Sunday, March 4, 2012

Yes!....The Oceans Are Getting Ever More Acidic!






Some 6 weeks ago in his regular Weekend WSJ column, 'Mind and Matter', Matt Ridley opined that all the kerfuffle concerning the oceans becoming ever more acidic (pH being dangerously lowered even below 6.9) was a mere "storm in a teacup" and mostly exaggerated. Like all naysayers, the tactic Ridley used to cast doubt was that there was too much "variation" - and hence one could not be sure what specific pH level applied to any one area of the ocean, including those where human regularly fish or rely on.

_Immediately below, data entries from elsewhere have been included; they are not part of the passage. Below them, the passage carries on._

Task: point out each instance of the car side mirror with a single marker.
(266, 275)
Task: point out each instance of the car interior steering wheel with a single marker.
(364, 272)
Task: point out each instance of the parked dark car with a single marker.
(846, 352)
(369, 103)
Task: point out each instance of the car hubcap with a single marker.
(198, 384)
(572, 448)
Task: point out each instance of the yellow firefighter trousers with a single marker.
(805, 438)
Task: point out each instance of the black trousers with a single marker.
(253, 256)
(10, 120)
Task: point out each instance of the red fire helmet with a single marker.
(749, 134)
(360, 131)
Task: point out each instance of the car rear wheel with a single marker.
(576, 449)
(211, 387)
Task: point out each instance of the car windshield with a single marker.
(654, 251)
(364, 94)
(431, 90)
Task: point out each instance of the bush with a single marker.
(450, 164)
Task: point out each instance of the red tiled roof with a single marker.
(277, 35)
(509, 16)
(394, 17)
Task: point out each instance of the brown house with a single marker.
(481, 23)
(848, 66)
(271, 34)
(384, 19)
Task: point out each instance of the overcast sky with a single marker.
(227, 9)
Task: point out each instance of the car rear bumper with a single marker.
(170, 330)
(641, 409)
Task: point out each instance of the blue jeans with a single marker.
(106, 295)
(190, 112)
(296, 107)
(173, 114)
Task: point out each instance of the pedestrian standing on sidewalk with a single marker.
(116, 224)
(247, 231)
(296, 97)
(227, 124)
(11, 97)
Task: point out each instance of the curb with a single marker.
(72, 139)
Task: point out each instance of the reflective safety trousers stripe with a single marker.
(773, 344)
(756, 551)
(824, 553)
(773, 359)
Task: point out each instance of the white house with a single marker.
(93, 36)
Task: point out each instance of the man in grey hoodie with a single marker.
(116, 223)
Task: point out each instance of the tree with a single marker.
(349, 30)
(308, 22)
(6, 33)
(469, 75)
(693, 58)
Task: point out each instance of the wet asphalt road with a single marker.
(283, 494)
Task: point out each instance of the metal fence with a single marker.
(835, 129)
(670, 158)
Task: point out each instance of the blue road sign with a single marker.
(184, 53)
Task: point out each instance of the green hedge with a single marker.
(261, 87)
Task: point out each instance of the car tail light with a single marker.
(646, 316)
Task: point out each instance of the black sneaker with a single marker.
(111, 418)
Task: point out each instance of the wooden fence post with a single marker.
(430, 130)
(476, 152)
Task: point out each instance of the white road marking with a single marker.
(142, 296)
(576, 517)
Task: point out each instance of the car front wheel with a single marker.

The variation aspect is valid, but over-hyped by Ridley. It's somewhat like saying 'Well, we don't know how much hail will fall on any particular area ....so it's no big deal to be fretting over it since the average is low". But the point is, given the right cells in storm clouds, regions expecting hail often see major damage ...as we can often attest here in Colo. And just because ALL areas don't receive the same size hail (say golfball v. baseball) doesn't mean all areas escape! In the same way, because some remote areas of the oceans may have relatively normal pH values, that doesn't mean organisms in the oceans where the pH has been lowered aren't affected or that we can claim "no harm, no foul".

Now the evidence has been reinforced that not only is the acidity of Earth's oceans the greatest since the dawn of the Industrial revolution, but in the past 300 million years! Indeed, according to new research our oceans may be acidifying faster than at any point during the last 300 million years due to industrial emissions, endangering marine life from oysters and reefs to sea-going salmon. And we won't even mention the phytoplankton which generate so much of the planet's oxygen!

The scientists from Columbia University, which led the research. have found surging levels of carbon dioxide in the atmosphere that forced down the pH of the ocean by overall 0.1 mean unit in the last century. This is 10 times faster than the closest historical comparison from 56 million years ago. It's deadly serious because - like the margins for ushering in a runaway greenhouse effect, the margins of safety for acidic oceans are extremely low. Hence, one can't tell by the small magnitude of numerical pH that the increment change is nothing to fret over.

As noted in earlier blogs: the seas absorb CO2 from the atmosphere, forming carbonic acid. The particular chemical reaction is:

H2O + CO2 -> H2 CO3

The lower the pH level in the seas ('7' is neutral pH), the more acidic they are. This is also worrisome because mass extinctions of marine creatures in the past have been linked to instances of ocean acidification. Thus the current incremental change could also threaten important species. This according to Baerbel Hoenisch, the paleoceanographer at Columbia who was lead author of the paper that appeared in the journal Science. As he noted:

If industrial carbon emissions continue at the current pace, we may lose organisms we care about — coral reefs, oysters, salmon,”


Meanwhile, the UN’s Intergovernmental Panel on Climate Change has said ocean pH may fall another 0.3 units this century, according to Columbia.

This could easily bring us into the pH ~ 6.5 range which would be catastrophic, at the same time that we're on the cusp of the runaway Greenhouse effect with temperature increases of nearly 6C since the Industrial Revolution onset.

The closest period change to the current pace occurred during the Paleocene-Eocene Thermal Maximum about 56 million years ago, when a doubling of the atmospheric concentration of carbon dioxide may have pushed pH levels down by 0.45 units over 20,000 years, according to the Columbia researchers.

Fossil records of the time indicate as many as half of all species of seabed-dwelling single-celled creatures called benthic foraminifers became extinct, suggesting species higher up the food chain may also have died out, they said.

The Columbia scientists used fossil records including the preservation of calcium carbonate in ocean sediments and the concentrations of various elements to reconstruct past ocean conditions. Two other mass extinctions about 200 million years and 252 million years ago may also be linked to acidification, though there’s less fossil evidence, according to the study.

A major concern issuing from the research is the future projected impact on the balance of ocean carbonate chemistry. This is no small thing! As observed by the authors of the article,''Progress Made in Study of Ocean’s Calcium Carbonate Budget’ (Eos Transactions of the AGU , Vol. 83, No. 34), from August 20, 2002:

"Future decreases in sea water pH (and CO3(-2)) concentration will decrease the saturation state of the waters with respect to Ca CO3”.

This means that spillover effects become much more likely, as the saturation threshold is lowered, with masses of CO2 released additionally into the atmosphere. Melting ice from glaciers, etc. will then surely reduce further the sea water pH and accelerate the release of CO2 from the oceans ultimately triggering catastrophic release of CO2 from sedimentary carbonates, representing the largest reservoir of carbon on Earth.

In terms of the most recent work, researchers based in the United States, Britain, Netherlands, Germany and Spain contributed to the study, funded by the U.S. National Science Foundation.